Ada juga Polisi Negara Republik Indonesia. Ada juga front pemuda, pasukan grassroot dari berbagai komunitas. Beberapa terdiri dari para siswa madrasah dari Surabaya dan dari seluruh Jawa Timur. Ada juga kelompok-kelompok yang terdiri dari siswa, termasuk Hario Kecik dan teman-temannya. Sangat menarik untuk mempelajari dinamika kelompok pada saat itu.

Kembali ke Hario, saya terkesan bahwa seseorang tanpa latar belakang militer bisa memiliki kepercayaan diri untuk melawan para pemenang Perang Dunia II. Dalam memoarnya, menjelang serangan 10 November, Hario menulis:

Kami siap menghadapi segala sesuatu yang musuh tawarkan. Kami bukan ahli militer atau prajurit profesional. Kami hanya ingin tetap merdeka.

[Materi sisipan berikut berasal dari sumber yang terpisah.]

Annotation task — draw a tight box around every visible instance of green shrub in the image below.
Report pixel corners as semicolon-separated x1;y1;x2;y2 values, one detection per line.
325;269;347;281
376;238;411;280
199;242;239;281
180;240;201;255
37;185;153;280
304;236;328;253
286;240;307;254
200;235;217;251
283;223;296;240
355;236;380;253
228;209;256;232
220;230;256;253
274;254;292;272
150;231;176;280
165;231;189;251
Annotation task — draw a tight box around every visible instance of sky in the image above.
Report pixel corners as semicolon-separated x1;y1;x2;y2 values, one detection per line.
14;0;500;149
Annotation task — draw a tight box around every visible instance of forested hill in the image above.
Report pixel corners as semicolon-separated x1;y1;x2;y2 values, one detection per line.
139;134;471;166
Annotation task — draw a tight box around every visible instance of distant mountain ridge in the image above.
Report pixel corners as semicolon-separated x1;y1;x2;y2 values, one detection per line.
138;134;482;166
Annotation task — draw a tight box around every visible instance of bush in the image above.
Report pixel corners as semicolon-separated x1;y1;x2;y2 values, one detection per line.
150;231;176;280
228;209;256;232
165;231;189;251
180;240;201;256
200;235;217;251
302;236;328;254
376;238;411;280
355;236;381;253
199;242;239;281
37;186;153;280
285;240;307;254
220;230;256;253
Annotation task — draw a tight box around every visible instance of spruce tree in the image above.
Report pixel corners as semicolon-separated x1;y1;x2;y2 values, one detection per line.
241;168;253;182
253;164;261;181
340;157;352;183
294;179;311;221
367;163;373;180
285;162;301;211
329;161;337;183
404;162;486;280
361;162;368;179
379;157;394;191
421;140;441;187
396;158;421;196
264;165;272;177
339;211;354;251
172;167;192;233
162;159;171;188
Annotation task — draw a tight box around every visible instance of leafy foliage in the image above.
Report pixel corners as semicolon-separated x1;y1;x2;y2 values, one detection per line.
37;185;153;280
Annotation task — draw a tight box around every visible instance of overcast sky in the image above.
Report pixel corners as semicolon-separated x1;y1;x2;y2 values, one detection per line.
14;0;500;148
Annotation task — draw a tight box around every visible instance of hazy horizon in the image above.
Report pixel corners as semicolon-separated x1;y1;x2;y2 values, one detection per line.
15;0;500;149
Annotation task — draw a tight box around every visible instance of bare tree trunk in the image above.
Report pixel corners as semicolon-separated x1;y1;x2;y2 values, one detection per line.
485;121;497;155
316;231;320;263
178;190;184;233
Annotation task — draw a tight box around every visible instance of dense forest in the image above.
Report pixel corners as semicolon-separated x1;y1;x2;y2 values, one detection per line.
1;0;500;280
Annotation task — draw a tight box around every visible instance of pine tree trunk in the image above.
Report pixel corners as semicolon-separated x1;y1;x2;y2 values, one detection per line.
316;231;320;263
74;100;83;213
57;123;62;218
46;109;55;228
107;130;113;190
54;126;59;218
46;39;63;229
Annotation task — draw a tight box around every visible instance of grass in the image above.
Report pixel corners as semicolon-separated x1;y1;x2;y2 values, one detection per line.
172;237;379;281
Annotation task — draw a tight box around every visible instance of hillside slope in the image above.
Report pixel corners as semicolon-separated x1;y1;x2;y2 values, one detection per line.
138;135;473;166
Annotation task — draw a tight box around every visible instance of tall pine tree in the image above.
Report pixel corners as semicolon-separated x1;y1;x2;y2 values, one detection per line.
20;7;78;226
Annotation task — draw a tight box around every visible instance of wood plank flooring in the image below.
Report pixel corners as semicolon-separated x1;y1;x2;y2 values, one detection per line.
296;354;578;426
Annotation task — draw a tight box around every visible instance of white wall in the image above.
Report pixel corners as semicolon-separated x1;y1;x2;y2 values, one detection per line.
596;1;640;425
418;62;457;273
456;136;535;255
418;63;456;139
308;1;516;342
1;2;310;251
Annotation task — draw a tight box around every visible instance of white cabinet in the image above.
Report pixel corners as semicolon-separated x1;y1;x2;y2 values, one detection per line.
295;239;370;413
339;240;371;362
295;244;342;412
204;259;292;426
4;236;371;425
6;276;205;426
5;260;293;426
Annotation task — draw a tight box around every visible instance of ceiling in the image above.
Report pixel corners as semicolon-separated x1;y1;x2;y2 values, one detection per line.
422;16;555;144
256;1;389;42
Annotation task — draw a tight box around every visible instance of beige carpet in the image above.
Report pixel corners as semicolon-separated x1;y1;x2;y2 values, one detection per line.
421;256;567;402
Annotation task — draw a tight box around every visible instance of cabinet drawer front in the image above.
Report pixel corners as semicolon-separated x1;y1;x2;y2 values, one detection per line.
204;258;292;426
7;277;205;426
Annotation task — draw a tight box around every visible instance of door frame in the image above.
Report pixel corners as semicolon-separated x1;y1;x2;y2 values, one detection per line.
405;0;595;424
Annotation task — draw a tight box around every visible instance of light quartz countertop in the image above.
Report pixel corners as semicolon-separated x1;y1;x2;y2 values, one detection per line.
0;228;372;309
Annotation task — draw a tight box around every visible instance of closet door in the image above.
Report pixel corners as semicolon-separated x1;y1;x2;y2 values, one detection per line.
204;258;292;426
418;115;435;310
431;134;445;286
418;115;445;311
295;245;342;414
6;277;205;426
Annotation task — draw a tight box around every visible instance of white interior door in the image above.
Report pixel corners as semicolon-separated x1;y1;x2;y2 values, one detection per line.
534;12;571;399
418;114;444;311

Kami mengambil keputusan yang disebutkan sebelumnya dan tekad dalam suasana yang sulit untuk dijelaskan. Saya tidak bisa dengan mudah menjelaskan ketegangan, optimisme, semangat, jiwa, kemarahan murni dalam hati pemuda yang berkumpul di tempat itu hanya dengan kata-kata. Pada saat itu, saya juga terbawa oleh suasana. Itu dimulai ketika saya bersama para pemuda, menggali parit pertahanan di halaman markas kami di Pasar Besar, pada saat kami mendengar kapal perang Inggris datang di perairan Tanjung Perak [pelabuhan Surabaya].

Pikiran rasional saya, atau tepatnya, pikiran ‘intelektual’ saya, mengatakan bahwa markas kami sulit untuk dipertahankan dari serangan musuh karena lokasinya, fortifikasi yang lemah, dan faktor lainnya. Namun, para pemuda telah bertekad untuk mempertahankan markas sampai kehabisan tenaga.

Akhirnya, setelah ‘pikiran intelektual’ saya kalah dari ’emosi’ atau ‘jiwa’, saya setuju dengan mereka. Kami hanya memiliki beberapa jam untuk bersiap.

Malam itu kami tidak membahas garis komando, logistik, dll. Kami sudah siap, dan tidak seorang pun dari kami memiliki keraguan sedikit pun.

Kami menyatukan strategi yang rumit menjadi sebuah motto: Merdeka atau mati. Tidak ada yang mempertanyakan kekuatan musuh, dan tidak ada yang mempertanyakan kekuatan kami. Mungkin secara bawah sadar, kami semua dengan cepat memutuskan bahwa sudah terlambat untuk mengkhawatirkan hal itu. Kita harus berperang melawan musuh besok.

Membaca memoar ini membuat saya merinding. Begitulah semangat yang memungkinkan kita mempertahankan kemerdekaan kita. Begitulah semangat yang memungkinkan kita melewati ujian kemerdekaan pertama kita dan menyatukan kita menjadi bangsa. Itu mungkin adalah ujian paling sulit setelah kemerdekaan.

Saya selalu membayangkan bagaimana rasanya jika saya bisa berada di Surabaya saat itu. Apakah saya akan seberani Hario Kecik? Apakah saya akan sebersemangat Hario Kecik dan teman-temannya? Itulah beberapa pertanyaan yang selalu saya tanyakan pada diri sendiri.

Oleh karena itu, setiap kali saya memberikan kuliah atau melatih generasi muda, saya selalu menggunakan Hario Kecik sebagai ikon pemuda Indonesia yang teladan.

Kejayaan yang diwakili oleh Hario Kecik sangat jelas. Dia memberikan contoh bagi generasi berikutnya, contoh bagi setiap orang Indonesia.